Among the functions of essential fats for good health, we find:
- They promote the absorption of vitamins (A, D, E, and K).
- They help hormone production.
- They support brain and heart health.
| FOODS | CALORIES per 100g |
| Avocado | 160 kcal |
| Extra virgin olive oil | 884 kcal |
| Walnuts | 654 kcal |
| Almonds | 579 kcal |
| Chia seeds | 486 kcal |
| Flax seeds | 534 kcal |
| Fatty fish (salmon) | 208 kcal |
| Almond butter | 614 kcal |
| Dark chocolate (85% or more) | 598 kcal |
| Olives | 115 kcal |
| Cashews | 553 kcal |
| Pistachios | 562 kcal |
Table with main healthy fat foods and their calorie content
Don’t fear fats! In this article, we explain why you should stop being afraid of them and highlight which ones you should prioritize since they also help maintain overall good health.
Index
Types of fats
Fats are essential macronutrients for the body, but not all have the same impact on health. Here’s the difference between the main types of fats:
| Fat Type | Characteristics | Main Sources | Health Effects |
| Saturated | Solid at room temperature. | Animal products: Butter, cheese, fatty meat. Tropical oils: Coconut, palm. | In excess, can raise LDL (“bad”) cholesterol. Linked to higher risk of cardiovascular diseases if consumed too much. |
| Unsaturated | Liquid at room temperature. | Monounsaturated: Olive oil, avocados, nuts. Polyunsaturated: Fatty fish, seeds, vegetable oils (sunflower, corn). | Heart-healthy and anti-inflammatory. Lower LDL cholesterol and raise HDL (“good”) cholesterol. |
| Trans | Chemically modified unsaturated fats (partial hydrogenation). | Ultra-processed products: Margarines, industrial pastries, fried foods. | Significantly raise LDL and lower HDL. Highly harmful: linked to higher risk of cardiovascular diseases and type 2 diabetes. |
Saturated fats
For decades, saturated fats have been seen as one of the main factors responsible for raising cholesterol and increasing cardiovascular disease risk. However, more recent research has challenged this simplistic view and sparked debate about their real role in health.
- Cardiovascular diseases are caused by a combination of factors, like chronic inflammation, oxidative stress, insulin resistance, and an overall unhealthy diet.
- Instead of focusing only on saturated fats, it’s crucial to look at the overall diet and lifestyle context.
Several meta-analyses have found no significant link between saturated fat intake and increased heart disease risk in the general population.
However, some studies suggest replacing saturated fats with unsaturated fats can improve certain cardiovascular health markers.
Not all saturated fats are the same: Those from minimally processed foods (like good-quality meat and full-fat dairy) may not be as harmful as saturated fats found in ultra-processed foods.

Unsaturated fats
Unsaturated fats are known as the “healthy fats” because of their many health benefits. These fats are liquid at room temperature and are divided into two main subtypes: monounsaturated and polyunsaturated, both essential for the body’s proper function.
| Fats | Health Benefits | Main Sources |
| Monounsaturated |
|
|
| Polyunsaturated |
|
|
Trans fats
Trans fats are a type of fat artificially created through a chemical process called partial hydrogenation, where hydrogen is added to liquid vegetable oils to make them solid and more stable. While small amounts of natural trans fats are found in animal products like meat and dairy, most trans fats in the diet come from processed foods.
Health risks include:
- Trans fats significantly raise LDL levels in the blood, contributing to plaque buildup in arteries and increasing atherosclerosis risk.
- Besides raising bad cholesterol, trans fats lower good cholesterol, which protects the heart by removing excess cholesterol from arteries.
- Due to their impact on cholesterol and ability to promote inflammation, trans fats are strongly linked to heart attacks, strokes, and other heart diseases.
- They can worsen conditions like type 2 diabetes and obesity.
- Also associated with higher risk of neurodegenerative diseases due to their effect on inflammation and oxidative stress.
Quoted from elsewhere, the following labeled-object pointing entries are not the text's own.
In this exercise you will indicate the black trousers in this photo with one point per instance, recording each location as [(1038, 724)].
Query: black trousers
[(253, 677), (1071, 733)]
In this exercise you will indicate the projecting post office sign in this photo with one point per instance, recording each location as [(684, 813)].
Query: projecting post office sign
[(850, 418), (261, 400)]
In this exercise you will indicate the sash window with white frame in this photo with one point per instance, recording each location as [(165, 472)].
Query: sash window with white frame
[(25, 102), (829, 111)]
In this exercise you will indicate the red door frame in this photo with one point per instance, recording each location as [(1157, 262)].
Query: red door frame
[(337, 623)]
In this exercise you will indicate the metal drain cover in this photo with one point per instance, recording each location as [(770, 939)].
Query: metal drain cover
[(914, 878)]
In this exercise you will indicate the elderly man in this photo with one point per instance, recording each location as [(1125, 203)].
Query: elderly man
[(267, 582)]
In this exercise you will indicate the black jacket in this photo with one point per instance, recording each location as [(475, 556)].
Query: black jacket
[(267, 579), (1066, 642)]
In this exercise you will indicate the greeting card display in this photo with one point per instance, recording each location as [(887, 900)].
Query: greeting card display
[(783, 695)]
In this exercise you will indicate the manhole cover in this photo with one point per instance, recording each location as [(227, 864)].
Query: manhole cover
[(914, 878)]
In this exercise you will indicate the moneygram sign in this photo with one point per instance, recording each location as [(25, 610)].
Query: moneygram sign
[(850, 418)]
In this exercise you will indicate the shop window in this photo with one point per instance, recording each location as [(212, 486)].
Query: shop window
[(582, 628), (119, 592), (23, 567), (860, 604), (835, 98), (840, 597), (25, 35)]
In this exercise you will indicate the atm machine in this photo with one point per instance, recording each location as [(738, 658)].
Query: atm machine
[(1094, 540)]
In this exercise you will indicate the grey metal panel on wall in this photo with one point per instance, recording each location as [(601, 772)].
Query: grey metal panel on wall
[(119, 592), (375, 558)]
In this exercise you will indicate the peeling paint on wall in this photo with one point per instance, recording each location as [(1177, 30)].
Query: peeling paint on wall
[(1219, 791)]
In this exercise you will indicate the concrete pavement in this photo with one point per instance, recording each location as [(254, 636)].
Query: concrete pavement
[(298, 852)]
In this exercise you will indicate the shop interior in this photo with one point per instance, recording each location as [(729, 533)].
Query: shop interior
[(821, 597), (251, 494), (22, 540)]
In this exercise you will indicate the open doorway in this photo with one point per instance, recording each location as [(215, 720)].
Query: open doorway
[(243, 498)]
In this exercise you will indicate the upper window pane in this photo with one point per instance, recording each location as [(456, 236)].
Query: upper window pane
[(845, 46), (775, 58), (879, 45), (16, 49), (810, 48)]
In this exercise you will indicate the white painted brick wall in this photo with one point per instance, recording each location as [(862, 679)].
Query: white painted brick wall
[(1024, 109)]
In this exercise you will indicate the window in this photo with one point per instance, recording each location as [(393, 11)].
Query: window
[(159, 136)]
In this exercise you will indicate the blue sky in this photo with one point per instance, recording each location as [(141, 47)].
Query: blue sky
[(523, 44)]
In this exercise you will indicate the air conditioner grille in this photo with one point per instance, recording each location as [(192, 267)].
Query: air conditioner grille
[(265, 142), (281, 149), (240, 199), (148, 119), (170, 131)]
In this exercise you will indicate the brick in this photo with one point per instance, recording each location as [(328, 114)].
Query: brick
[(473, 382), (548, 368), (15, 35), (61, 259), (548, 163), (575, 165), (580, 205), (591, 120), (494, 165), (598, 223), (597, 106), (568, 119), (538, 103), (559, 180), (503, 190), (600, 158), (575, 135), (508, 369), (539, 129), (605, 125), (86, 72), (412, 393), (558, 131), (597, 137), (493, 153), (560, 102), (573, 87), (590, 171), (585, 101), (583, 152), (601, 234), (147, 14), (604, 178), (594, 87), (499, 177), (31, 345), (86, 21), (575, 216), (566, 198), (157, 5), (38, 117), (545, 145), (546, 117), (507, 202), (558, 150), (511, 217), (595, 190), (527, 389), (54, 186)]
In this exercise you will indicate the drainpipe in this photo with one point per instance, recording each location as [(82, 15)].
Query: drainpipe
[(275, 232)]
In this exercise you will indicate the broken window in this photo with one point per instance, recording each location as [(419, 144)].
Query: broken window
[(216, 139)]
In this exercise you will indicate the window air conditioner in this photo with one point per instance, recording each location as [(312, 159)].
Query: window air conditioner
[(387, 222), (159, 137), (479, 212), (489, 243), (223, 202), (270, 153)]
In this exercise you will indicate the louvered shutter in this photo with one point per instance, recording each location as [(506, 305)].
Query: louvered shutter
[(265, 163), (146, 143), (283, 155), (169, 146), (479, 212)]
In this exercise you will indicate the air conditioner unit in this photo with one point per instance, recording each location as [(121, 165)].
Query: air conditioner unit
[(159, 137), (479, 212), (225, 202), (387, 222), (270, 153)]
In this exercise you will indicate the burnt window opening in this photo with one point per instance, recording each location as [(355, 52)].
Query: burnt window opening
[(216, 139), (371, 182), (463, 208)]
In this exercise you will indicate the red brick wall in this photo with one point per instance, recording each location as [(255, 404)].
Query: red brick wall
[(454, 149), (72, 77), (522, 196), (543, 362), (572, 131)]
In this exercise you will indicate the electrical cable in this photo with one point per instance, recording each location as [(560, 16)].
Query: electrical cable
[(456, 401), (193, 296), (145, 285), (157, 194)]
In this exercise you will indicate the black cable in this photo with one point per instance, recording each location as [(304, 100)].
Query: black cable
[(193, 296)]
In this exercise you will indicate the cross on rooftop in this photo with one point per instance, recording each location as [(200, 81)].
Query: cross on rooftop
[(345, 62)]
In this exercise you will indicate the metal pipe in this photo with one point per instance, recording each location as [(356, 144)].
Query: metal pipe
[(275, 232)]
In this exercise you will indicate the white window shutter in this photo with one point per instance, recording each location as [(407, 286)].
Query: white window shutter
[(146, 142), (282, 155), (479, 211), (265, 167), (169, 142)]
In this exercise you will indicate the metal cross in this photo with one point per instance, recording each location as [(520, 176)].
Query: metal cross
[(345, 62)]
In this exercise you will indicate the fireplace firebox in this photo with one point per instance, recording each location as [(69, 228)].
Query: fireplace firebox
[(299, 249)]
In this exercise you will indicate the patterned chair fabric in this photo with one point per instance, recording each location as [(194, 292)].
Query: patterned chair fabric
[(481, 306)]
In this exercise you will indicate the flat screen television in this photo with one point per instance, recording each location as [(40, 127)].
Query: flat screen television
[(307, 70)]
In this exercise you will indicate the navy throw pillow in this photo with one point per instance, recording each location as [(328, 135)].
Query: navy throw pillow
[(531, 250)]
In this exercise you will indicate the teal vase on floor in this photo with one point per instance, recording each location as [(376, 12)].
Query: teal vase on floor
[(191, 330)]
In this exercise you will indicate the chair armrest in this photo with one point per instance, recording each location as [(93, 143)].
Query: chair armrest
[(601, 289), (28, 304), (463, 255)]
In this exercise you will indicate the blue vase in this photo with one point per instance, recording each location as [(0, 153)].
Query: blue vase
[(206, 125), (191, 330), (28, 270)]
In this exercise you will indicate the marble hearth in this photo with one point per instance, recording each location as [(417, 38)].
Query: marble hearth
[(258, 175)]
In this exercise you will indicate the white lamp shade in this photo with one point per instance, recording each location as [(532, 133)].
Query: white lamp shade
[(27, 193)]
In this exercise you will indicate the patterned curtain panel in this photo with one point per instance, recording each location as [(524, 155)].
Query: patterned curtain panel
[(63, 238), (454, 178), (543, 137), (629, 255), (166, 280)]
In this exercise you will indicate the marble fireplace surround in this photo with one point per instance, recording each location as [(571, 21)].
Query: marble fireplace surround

Myths and truths about fats and weight gain
For years, fats have been unfairly demonized as the main cause of weight gain. However, modern research shows the picture is way more complex.
The myth that “fats alone make you fat” is outdated.
Science supports a more nuanced view: It’s calorie surplus and inactivity, not fats themselves, that are the real culprits behind weight gain.
Myth: All fats make you gain weight equally.
- Reality: Not all fats affect the body the same way or contribute to weight gain equally.
Myth: Eating fat automatically turns into body fat.
- Reality: Weight gain depends on total calorie surplus, not just fat intake. If you consume more calories than your body burns, whether from fats, carbs, or proteins, those extra calories will be stored as body fat.
Myth: A low-fat diet is the best way to lose weight.
- Reality: Low-fat diets aren’t necessarily more effective than others. Fats provide satiety and are essential for vital functions like hormone production and absorption of fat-soluble vitamins (A, D, E, and K).
Truth: Calorie surplus and physical inactivity are the main causes of weight gain.
- Calorie surplus: Eating more calories than your body needs, regardless of whether they come from fats, carbs, or proteins, leads to body fat storage.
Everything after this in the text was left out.